Arm across her breasts, Monica hunched to cover herself and stepped out of the dress. She pulled on her sweater and jeans, hurrying, suddenly afraid Amanda might leave without it. “It’s a gift.”

“You can’t give it to her!” Cordelia cried. “You said it could be mine !”

Monica folded the dress into a square, the cold silk slipping against itself, handed it to Amanda.

Amanda shoved it into her backpack.

Cordelia’s eyes filled with angry tears. “I don’t really think it’s ugly.”

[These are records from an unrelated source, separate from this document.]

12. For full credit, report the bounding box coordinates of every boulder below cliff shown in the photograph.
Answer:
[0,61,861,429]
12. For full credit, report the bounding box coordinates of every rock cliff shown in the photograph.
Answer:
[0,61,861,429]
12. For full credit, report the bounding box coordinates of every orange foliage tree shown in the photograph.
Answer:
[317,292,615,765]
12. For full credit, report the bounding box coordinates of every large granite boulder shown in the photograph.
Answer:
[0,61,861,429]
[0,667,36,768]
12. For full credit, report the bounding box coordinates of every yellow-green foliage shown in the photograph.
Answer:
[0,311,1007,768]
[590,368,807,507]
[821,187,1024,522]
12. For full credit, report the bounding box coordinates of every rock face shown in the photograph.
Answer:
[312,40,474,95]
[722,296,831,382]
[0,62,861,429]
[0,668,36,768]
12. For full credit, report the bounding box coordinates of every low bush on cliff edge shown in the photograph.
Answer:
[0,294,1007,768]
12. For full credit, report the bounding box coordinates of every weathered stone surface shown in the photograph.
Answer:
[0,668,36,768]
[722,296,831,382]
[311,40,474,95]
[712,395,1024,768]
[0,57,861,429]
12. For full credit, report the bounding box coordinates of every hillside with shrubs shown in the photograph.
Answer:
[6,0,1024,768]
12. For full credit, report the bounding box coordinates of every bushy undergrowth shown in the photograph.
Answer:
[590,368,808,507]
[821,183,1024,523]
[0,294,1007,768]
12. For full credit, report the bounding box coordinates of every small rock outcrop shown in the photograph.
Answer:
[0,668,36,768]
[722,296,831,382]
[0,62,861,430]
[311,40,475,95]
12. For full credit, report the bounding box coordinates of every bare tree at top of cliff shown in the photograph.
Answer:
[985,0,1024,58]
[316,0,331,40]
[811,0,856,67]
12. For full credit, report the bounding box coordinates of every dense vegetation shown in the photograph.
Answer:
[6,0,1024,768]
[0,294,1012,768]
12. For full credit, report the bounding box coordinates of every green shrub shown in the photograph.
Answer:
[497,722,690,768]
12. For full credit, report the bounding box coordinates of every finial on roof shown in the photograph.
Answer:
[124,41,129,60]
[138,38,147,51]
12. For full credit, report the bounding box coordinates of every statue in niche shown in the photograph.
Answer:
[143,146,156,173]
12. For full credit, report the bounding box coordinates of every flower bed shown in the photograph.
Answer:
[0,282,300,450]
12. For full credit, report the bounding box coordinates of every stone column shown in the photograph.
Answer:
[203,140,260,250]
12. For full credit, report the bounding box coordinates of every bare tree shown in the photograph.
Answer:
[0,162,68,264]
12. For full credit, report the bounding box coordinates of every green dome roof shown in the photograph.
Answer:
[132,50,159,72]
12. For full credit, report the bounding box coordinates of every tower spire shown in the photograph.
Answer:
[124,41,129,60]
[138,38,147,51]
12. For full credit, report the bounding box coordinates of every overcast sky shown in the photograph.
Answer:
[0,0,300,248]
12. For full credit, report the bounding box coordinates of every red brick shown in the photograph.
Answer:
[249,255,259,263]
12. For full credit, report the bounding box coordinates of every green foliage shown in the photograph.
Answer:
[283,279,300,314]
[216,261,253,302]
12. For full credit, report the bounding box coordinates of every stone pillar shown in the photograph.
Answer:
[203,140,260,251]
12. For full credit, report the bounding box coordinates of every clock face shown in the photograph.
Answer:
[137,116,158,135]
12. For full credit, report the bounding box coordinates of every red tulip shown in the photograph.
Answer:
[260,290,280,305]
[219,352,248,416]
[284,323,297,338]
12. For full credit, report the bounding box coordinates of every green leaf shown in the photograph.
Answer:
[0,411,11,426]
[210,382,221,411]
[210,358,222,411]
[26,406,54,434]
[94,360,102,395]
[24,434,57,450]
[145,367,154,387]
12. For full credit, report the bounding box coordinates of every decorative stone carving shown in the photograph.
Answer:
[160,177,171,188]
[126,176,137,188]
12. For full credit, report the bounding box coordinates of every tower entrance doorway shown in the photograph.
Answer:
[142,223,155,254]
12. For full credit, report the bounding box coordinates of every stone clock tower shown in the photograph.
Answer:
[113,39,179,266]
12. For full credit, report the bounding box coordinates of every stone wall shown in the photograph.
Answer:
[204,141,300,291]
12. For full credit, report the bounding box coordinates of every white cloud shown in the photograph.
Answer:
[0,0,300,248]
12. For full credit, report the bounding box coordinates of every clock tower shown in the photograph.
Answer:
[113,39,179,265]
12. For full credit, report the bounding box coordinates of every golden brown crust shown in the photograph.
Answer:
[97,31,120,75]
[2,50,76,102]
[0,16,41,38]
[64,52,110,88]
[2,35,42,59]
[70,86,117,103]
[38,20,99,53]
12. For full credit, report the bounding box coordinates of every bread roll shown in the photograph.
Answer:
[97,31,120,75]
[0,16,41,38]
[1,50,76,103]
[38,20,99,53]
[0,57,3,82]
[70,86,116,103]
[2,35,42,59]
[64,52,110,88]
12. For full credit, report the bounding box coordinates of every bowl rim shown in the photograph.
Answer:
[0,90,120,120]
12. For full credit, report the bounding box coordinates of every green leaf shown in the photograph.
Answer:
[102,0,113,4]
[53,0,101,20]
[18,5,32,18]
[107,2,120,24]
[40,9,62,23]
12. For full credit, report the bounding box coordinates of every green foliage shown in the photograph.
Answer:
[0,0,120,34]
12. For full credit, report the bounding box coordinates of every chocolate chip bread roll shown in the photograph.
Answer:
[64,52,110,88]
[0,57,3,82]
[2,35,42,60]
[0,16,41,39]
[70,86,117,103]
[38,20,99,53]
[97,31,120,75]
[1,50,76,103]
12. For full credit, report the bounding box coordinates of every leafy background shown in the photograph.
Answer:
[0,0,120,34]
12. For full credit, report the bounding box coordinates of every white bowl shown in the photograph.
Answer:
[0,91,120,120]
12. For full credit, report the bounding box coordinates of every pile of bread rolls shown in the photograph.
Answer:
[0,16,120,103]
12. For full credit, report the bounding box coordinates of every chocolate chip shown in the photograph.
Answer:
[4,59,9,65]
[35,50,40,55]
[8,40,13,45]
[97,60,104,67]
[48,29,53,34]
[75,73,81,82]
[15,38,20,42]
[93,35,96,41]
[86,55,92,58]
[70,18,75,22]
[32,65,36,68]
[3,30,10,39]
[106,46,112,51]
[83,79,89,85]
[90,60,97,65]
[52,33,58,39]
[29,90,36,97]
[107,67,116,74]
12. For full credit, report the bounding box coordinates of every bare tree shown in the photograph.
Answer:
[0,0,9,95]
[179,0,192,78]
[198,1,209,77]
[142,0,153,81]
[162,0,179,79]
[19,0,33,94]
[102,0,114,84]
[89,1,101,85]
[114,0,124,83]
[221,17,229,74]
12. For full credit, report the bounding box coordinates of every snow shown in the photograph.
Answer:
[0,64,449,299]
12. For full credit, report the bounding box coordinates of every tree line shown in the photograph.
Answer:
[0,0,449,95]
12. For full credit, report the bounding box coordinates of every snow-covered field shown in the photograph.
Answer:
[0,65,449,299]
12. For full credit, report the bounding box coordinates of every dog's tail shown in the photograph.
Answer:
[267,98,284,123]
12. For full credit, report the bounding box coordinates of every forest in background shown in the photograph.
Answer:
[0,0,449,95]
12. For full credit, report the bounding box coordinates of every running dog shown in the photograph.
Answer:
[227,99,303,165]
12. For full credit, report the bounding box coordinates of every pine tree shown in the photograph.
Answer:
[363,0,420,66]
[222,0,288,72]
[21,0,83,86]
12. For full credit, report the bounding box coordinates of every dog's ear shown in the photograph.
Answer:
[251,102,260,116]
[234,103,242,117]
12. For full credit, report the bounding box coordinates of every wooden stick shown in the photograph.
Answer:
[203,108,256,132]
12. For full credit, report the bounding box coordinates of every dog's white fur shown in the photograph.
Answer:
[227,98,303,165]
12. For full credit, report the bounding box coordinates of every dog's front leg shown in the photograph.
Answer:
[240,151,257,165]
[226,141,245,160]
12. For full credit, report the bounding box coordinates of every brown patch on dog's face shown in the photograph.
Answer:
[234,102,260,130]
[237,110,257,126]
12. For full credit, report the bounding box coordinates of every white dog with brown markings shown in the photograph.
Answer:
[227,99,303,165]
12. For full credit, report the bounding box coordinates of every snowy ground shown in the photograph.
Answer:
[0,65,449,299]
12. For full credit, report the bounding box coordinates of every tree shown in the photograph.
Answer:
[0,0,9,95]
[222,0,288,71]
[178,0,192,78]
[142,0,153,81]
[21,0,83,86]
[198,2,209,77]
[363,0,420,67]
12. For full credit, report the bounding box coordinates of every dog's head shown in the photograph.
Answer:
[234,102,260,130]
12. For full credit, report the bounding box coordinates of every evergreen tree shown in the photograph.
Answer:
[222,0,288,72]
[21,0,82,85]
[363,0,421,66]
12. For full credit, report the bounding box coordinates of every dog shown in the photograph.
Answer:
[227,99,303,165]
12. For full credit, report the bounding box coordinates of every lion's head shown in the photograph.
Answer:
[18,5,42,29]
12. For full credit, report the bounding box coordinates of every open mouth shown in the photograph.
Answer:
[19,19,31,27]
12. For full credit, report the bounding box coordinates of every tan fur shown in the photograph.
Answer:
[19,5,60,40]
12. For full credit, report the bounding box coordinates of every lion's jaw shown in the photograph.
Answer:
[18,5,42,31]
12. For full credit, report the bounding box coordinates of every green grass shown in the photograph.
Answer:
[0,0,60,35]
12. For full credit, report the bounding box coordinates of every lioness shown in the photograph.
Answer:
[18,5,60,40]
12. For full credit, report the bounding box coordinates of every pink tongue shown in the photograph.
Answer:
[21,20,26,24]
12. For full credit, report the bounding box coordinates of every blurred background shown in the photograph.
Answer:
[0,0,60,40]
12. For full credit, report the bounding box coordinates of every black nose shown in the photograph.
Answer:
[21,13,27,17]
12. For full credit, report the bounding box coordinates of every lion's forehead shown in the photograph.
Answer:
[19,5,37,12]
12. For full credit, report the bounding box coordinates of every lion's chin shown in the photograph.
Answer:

“We’ll talk about this later, Cordelia.”

This time Monica did not watch to see where Amanda went; she shut the door on the child with a profound sense of relief. Monica pulled Beatrice from Cordelia’s arms — too hard — and bounced the baby on her hip, covered the warm scalp with kisses. She did not look at Cordelia.

Monica knew what she’d tell her daughter later: that Amanda didn’t have nice things, that it was important to be kind to people who didn’t have the same opportunities. And when Cordelia made a fuss, as she was sure to, then Monica would remind her sharply that the dress was hers, Monica’s, to do with as she liked.